Publisher: Pocket Books
Series: Heroes of Dune (#2)
Genre: Space Opera
Publication Date: 2009
Paul Atriedes is gone, lost to the sands of Dune following the death of his beloved Chani. In his wake he leaves newborn twins, and an empire on the brink of violent collapse. Three women hold the fate of humanity in their hands, but their goals are not the same . . .
I wouldn’t go so far as to call The Winds of Dune a work of feminist literature, but it is a book that puts the women of the Dune series front and centre. One of the defining traits of Frank Herbert’s series is that the men rule in the open, while the women pull the strings in the shadows. One has to look no further than the Bene Gesserit for proof of this. The Winds of Dune changes this, and does so very well. Though Jessica is the lead protagonist, all three major female characters from this stage of the series get to flex their muscles, and not all in the same way.
Jessica is of course the mother of Paul, and her role is decided by that. She is the archetypal nurturing maternal figure. Though her son has become a tyrant unleashing murder across the Galaxy, the love she has for him endures. Following Paul’s departure, we see how she positions herself as a voice of compassion in the brutal landscape her son has left behind. But we also see the steel within. She is not only the mother of Muad’Dib, but the guardian of Caladan, two roles with often conflict with one another. Walking the line between iron resolve and compassion for those around her, Jessica has always been a pivotal character, so it’s nice to have her at the forefront of the action.
Jessica’s second child Alia is in many ways the opposite. At the start of this novel she is in her mid-teens, but has the memory of countless lifetimes thanks to her unique circumstances of birth. Unlike her mother, she has no compassion, and at times feels more like a feral animal than a human. But beneath all this is a desire to hold together her brother’s legacy. It is Alia who encourages the cult worship of Muad’Dib, and she who crushes and insult (real or perceived) to Paul’s legend. Her romance with the reborn Duncan Idaho doesn’t hold up very well, but that’s not the fault of these authors. The bizarre sexualisation of Frank Herbert’s female characters is something we can get into at a later date. In this particular book, what Alia represents is a woman taking the throne traditionally held by a man. Yes, she titles herself regent and states her intention to hand the throne to Paul’s son when he comes of age, but for the time being she holds almost unlimited power. Though, even with the benefits of past lives, she is unprepared for the weight of duty her new position entails.

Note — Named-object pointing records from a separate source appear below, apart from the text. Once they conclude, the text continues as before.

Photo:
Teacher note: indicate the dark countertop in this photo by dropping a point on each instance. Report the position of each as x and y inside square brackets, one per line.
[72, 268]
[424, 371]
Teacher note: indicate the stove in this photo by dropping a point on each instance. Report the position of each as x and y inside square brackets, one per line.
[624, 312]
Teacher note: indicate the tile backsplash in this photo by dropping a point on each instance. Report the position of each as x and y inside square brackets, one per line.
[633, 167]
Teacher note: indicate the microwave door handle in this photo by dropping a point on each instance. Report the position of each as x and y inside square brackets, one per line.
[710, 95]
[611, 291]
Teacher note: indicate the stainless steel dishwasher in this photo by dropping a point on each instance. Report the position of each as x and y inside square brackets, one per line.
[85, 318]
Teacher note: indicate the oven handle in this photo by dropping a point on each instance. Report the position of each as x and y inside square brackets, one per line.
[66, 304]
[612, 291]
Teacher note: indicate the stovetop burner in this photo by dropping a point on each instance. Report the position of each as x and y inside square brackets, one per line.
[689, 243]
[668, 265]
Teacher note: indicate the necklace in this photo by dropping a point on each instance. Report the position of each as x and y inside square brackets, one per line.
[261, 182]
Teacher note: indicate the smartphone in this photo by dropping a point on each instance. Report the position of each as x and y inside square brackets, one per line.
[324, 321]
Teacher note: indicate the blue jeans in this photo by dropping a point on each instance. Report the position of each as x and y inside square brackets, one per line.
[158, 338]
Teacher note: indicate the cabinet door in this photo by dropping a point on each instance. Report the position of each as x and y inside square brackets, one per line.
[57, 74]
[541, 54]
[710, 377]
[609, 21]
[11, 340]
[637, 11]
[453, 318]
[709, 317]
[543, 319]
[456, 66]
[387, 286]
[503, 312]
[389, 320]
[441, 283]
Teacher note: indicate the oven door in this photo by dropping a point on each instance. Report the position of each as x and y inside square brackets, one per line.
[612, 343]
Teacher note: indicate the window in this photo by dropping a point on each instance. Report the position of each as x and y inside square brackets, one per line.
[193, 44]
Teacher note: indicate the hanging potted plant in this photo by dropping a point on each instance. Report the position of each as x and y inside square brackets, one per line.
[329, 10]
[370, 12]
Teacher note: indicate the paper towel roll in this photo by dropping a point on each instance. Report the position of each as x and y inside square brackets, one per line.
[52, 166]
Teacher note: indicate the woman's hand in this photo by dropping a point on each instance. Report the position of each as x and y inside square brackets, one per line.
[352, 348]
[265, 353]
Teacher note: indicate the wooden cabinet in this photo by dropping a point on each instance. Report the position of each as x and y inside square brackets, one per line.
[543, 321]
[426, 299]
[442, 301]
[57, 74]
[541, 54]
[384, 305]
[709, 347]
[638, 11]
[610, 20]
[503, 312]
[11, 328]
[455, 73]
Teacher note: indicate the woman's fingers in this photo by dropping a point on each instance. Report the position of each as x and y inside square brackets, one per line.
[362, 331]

It is the Princess Irulan who I find the most fascinating. From the very beginning of Dune, Irulan has been in control of Paul’s legend. It is she who chronicles his reign, writing a number of texts. In the two Heroes of Dune books we see the unreliability of a narrator forced to tell a tale that is not her own. Both Jessica and Alia pressure Irulan into revising history to better suit their needs. I don’t see this as undermining Frank Herbert’s canon as some other readers have claimed. The unreliability of heroes is Herbert’s central themes. If you’re going to talk about the perils of a man’s legacy, you have to acknowledge that legacy goes beyond the control of any one individual. Just as the story of Muad’Dib is not Paul’s alone to forge, so too has Dune been built upon in unimagined ways by his Brian Herbert and Kevin J. Anderson. This, more than anything, is a fitting legacy for such a classic novel.
The Heroes of Dune series was intended to go beyond two volumes. The Throne of Dune is mentioned as coming soon in this book, and I have seen names of Leto of Dune and Irulan of Dune thrown around too. Sadly, none of these books have yet materialised. Hopefully they will one day appear, but until then we must bid a temporary farewell to Herbert and Anderson, and return to the original books. Fair warning folks, things are about to get heavy.